In 2008, Florida citizens voted to amend their constitution to include the following provision: “Inasmuch as marriage is the legal union of only one man and one woman as husband and wife, no other legal union that is treated as marriage or the substantial equivalent thereof shall be valid or recognized.”  Judge Cohen, evidently considering a Vermont civil union to be a “substantial equivalent” of a marriage, referred interchangeably through his opinion to marriages and civil unions, the main issue confronting him being whether this constitutional provision prevented him from issuing an order that would dissolve the petitioner’s civil union with the respondent.

The petitioner, Heather Brassner, who has lived in Florida for fourteen years, formed a civil union in Vermont with the respondent, Megan E. Lade, in 2002.  The partners split up thereafter, and Brassner has lost touch with Lade.  She now has a new same-sex partner, whom she would like to marry, but she needs to get the civil union dissolved first, and would have to go out of state to get married because of the Florida amendment, as the prior two court rulings have been stayed pending appeal.

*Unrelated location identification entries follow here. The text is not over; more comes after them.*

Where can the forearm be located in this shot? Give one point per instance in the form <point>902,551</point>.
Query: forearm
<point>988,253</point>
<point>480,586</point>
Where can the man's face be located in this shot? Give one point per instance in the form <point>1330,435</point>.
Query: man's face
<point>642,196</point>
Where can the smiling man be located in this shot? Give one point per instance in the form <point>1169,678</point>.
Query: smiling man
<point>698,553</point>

Brassner filed a petition seeking an order from the Broward Circuit Court dissolving her civil union.  Judge Cohen concluded that he could not dissolve a relationship that was not recognized under state law, so he requested briefing on the question whether the Florida marriage amendment is constitutional.  At this point, the weight of accumulated precedents supplies a simple answer.  As Judge Cohen concludes, looking to arguments made in other cases to determine what the state would argue if it were a party in this case, there is no rational basis for the state of Florida to deny recognition to Brassner’s civil union, where doing so would prevent her from getting married to her partner.

Judge Cohen resolved the Due Process analysis by reference to the many cases that have held that marriage equality claims invoke a fundamental right, and that there is no way that the arguments typically made by states in defense of their marriage bans can meeting the compelling interest test.  On the Equal Protection analysis, he found himself bound by existing state precedent to treat this as a rational basis case, and concluded, as have many courts over the past eight months, that marriage bans also flunk the rational basis test.

“By failing to recognize Petitioner’s out-of-state union her constitutional right to due process and equal protection under the law is violated,” wrote Judge Cohen.  “Florida’s refusal to recognize Petitioner’s union is tantamount to banning her from marrying someone of the same sex.  Accordingly, Florida’s ban on same-sex marriage and refusal to recognize out-of-state same-sex marriages violates Petitioner’s fundamental right to marry under the due process clause and discriminates based on sexual orientation, which violates the equal protection clause.”

Cohen stressed that his ruling was “the result of legal analysis of the laws of the federal government and the State of Florida,” not an expression of politics or “emotionality.”  He insisted that “equality is the cornerstone of our nation.  In pursuit of that ideal comes the often-uncomfortable feeling of change.  We have learned that over time change becomes a part of what this great nation is about.”

“The tides are turning on the issue of same-sex marriage throughout this country,” he wrote.  “Since the 2013 ruling of the Supreme Court in Windsor, there have been numerous decisions of courts throughout this country and none have found that same-sex marriage bans pass constitutional muster.”

Judge Cohen granted the Petitioner’s motion for a declaratory judgment, declared that the state’s failure to recognize legal out of state civil unions violates the 14th Amendment, and also that the Marriage Amendment and a parallel state statute also violate the 14th Amendment.

Brassner hired a private investigator to try to find Lade, but the search was fruitless.  Thus, there is nobody at present to appeal Judge Cohen’s ruling, since the state is not a party and Lade is nowhere to be found.  Brassner’s petition to the court is essentially unopposed.  This is why Cohen’s stay is premised on the outcome of appeals in the other marriage equality cases.